Audit Data Analytics: How Technology is Changing Audit Approach

By Bill Kubistal, CPA, CISA

Audit Data Analytics (ADA), as defined in the American Institute of Certified Public Accountants’ (AICPA) Guide to Audit Data Analytics, is “the science and art of discovering and analyzing patterns, identifying anomalies, and extracting other useful information in data underlying or related to the subject matter of an audit through analysis, modeling, and visualization for the purpose of planning or performing the audit.”(1) Technological developments have changed how auditors and clients perform work and support business decisions. As clients’ expectations continue to evolve, the auditors’ use of technology will need to expand to keep pace.

Industry Use of Analytics
In recent years, the profession has been moving away from the traditional audit approach of utilizing brute force sampling to arrive at an opinion and towards a smarter, more efficient risk-based approach. This mindset shift can also be seen within the standard-setting bodies recently issued standards. For example, Sections A59 and A60 of the Application and Other Explanatory Materials section of the AICPA Statement on Auditing Standards (SAS) No. 142, Audit Evidence, state, “Audit data analytics are techniques that the auditor may use to perform risk assessment procedures or substantive procedures. Auditors can manage larger data sets and discover nuanced relationships through the use of technology. Audit data analytics may enable auditors to identify areas that might represent specific risks relevant to the audit, including the existence of unusual transactions and events, and amounts, ratios, and trends that warrant investigation.”

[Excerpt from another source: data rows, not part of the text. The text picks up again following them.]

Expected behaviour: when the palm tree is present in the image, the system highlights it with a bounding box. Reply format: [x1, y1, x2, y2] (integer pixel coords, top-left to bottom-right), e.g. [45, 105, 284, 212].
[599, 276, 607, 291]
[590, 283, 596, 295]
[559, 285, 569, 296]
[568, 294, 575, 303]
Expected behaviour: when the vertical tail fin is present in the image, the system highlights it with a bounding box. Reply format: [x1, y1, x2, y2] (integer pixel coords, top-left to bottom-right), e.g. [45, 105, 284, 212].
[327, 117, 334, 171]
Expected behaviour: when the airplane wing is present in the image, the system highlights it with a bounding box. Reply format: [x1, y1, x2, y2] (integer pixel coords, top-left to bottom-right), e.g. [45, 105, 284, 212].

Benefits of ADAs in Engagements
Incorporating ADAs has the potential to increase audit quality and improve audit efficiency while providing a greater insight towards the client’s operation. Leveraging technology allows auditors to perform risk assessments more effectively, design audit procedures that are more appropriate for each specific client, and gain insights into the data to recognize anomalies that may have otherwise gone undetected.(2)

Once technology has analyzed the data and highlighted any anomalies, then the auditor can utilize this information to tailor their audit approach. Increased visibility into the entire data set of the client will allow the auditor to separate the audit cycles into distinct tranches of risk and focus the majority of their time and effort on those cycles that fall in the tranche with the highest level of risk. This approach will benefit both the auditors and the clients due to the increased precision of the overall audit.


In the midst of the current digital revolution, the audit process has been enabled to provide more operational and risk insights to both the auditor and management.(3) Commercial audit committees are requiring these skill sets. Advanced technologies, such as data analytics, artificial intelligence, machine learning, and robotic process automation, allow auditors to facilitate data-driven audits, reducing hours spent on manual testing and increasing time available to consider and deliver meaningful information to the client.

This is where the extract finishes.